William avec son bonheur innocent qui lui rappelait tout ce que Simon n'avait pas : une femme, un foyer et une famille à lui. Le libraire n'en voulait même pas à son frère. Il n'en voulait à personne d'ailleurs. La faute à qui si la vie pouvait être dure comme du silex taillé en pointe ? A personne...
Mieux valait laisser le portable, là où il était, ça allait bien pour cette soirée... Simon posa un instant son front sur le chambranle de la porte et ferma les yeux. Immanquablement, l'image de Barbara, en robe de mariée, tout sourire, vint à son esprit. Et qui croyez vous qui était le garçon d'honneur de Will, le fier marié ? Oui, je vous le donne en mille. Qui avait fait un superbe discours sur la force de l'amour authentique qui n'exigeait rien en retour en citant Shakespeare...

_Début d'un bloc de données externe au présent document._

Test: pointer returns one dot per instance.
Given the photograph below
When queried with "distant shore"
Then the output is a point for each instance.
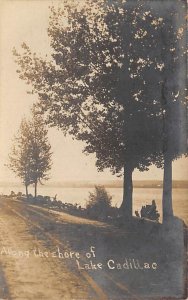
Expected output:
(107, 184)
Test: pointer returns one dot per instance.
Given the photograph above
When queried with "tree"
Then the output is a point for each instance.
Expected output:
(30, 157)
(20, 158)
(104, 83)
(40, 149)
(99, 203)
(173, 96)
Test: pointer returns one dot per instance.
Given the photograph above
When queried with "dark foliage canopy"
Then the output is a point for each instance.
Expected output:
(114, 79)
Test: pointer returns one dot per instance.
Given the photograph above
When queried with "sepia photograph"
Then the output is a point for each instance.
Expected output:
(93, 150)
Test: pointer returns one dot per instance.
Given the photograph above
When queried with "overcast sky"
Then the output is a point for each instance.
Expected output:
(27, 21)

Ni mes propres craintes, ni l'âme prophétique du vaste univers qui rêve aux choses à venir, ne peuvent assigner une durée à mon fidèle amour...L'inspiration n'avait pas été difficile à trouver ceci dit. Allez, bonnes vacances, mon frère !
Il inspira et se composa un visage amène. La journée n'était pas tout à fait finie. On se reprend, Simon. Un client peut venir et Miss Adair est encore novice.
Il revint donc dans la boutique. Il n'avait vu ni le livre incriminé, ni entendu la discussion entre Fiona et le client. Par contre, il fut sincèrement surpris quand elle agita une bouteille de whisky sous son nez en proposant d'en boire. Simon fronça les sourcils.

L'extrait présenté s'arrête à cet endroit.